Experts predict there will be a third less cotton produced this year, compared to last year.
"Last year was a very good year for cotton production," said Plains Cotton Growers Executive Vice President Steve Verett.
But that's not the case this year. Verett says so far this year one million acres of cotton have been lost due to drought, wind, and hail.
"We produced about 5.3 million bales in this area last year and you know with normal yields and normal weather here on out, we might able to produce something around two and a half or three million bales and that would be a stretch I think," said Verett.
Cotton farmers are working very hard to try to salvage this year's crops.
"They are going to try to do everything they can to nurture this crop along but you with today's input costs you have to make sure every dollar you are spending will hopefully return something and that's a difficult proposition," said Verett.
Verett says though the cost of virtually everything is going up, unfortunately the cotton price isn't.
"All costs are up and cotton prices have not seen the rise in prices we've seen in some of the other commodities to help offset some of those costs so it's real catch 22 for cotton farmers right now," said Verett.
For farmers who have lost crops some are planting other crops behind the failed cotton.
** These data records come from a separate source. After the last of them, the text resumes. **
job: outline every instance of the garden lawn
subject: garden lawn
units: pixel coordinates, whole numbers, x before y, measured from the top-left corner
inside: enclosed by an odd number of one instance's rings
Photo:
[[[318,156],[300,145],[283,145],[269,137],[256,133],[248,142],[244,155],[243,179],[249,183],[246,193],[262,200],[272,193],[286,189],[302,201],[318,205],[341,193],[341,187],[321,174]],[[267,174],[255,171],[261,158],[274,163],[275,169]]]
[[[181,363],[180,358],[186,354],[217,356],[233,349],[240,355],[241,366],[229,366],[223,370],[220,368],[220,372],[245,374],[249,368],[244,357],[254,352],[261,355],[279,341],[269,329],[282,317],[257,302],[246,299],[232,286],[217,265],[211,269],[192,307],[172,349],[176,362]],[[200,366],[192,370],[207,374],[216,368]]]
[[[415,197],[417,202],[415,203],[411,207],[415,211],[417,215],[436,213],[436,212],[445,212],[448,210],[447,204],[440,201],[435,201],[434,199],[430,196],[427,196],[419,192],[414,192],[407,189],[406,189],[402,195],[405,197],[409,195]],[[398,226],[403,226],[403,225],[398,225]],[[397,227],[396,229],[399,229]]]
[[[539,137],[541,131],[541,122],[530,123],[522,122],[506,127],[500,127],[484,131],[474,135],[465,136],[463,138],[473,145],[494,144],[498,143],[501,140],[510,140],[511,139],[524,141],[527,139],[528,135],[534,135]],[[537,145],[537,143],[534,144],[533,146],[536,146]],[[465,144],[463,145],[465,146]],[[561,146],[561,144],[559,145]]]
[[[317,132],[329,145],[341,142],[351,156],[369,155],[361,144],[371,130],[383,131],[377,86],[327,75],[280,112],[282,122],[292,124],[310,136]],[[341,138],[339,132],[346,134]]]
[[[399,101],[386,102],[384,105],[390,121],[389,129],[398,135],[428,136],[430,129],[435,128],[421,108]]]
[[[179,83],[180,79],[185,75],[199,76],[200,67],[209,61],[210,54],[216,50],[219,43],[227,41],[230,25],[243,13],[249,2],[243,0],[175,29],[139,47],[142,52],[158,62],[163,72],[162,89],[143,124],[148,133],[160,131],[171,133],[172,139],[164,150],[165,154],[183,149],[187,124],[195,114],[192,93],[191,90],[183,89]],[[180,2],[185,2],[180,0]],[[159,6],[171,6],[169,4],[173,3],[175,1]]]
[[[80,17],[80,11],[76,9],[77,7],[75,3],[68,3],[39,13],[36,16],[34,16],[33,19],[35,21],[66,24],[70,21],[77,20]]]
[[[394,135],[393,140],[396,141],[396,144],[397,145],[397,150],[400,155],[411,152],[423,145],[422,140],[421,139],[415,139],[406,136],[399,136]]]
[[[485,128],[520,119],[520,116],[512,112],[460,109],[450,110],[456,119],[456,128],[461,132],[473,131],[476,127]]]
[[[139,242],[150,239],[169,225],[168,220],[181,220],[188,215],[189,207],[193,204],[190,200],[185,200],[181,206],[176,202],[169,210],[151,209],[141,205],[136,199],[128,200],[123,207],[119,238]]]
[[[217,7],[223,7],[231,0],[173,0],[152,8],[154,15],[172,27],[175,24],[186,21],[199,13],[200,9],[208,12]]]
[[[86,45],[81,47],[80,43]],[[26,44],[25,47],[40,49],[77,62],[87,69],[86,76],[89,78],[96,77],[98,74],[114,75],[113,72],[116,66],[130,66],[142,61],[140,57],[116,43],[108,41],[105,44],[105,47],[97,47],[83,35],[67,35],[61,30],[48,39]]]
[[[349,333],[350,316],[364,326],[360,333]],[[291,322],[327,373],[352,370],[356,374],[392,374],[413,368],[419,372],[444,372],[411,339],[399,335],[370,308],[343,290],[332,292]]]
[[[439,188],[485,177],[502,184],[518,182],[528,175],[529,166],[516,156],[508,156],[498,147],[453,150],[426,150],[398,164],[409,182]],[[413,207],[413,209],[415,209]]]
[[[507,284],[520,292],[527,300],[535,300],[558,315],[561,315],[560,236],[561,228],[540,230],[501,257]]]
Verett says some of the alternative crops range from grain, sunflowers and hay and could help replace the lost cotton income.
"There is an opportunity that with the right amount of help from mother nature and a little rainfall the rest of the year that they could have a secondary crop," said Verett.
The Plains Cotton Growers say they are remaining optimistic but all they are hoping for now is normal weather temperatures and timely rainfall.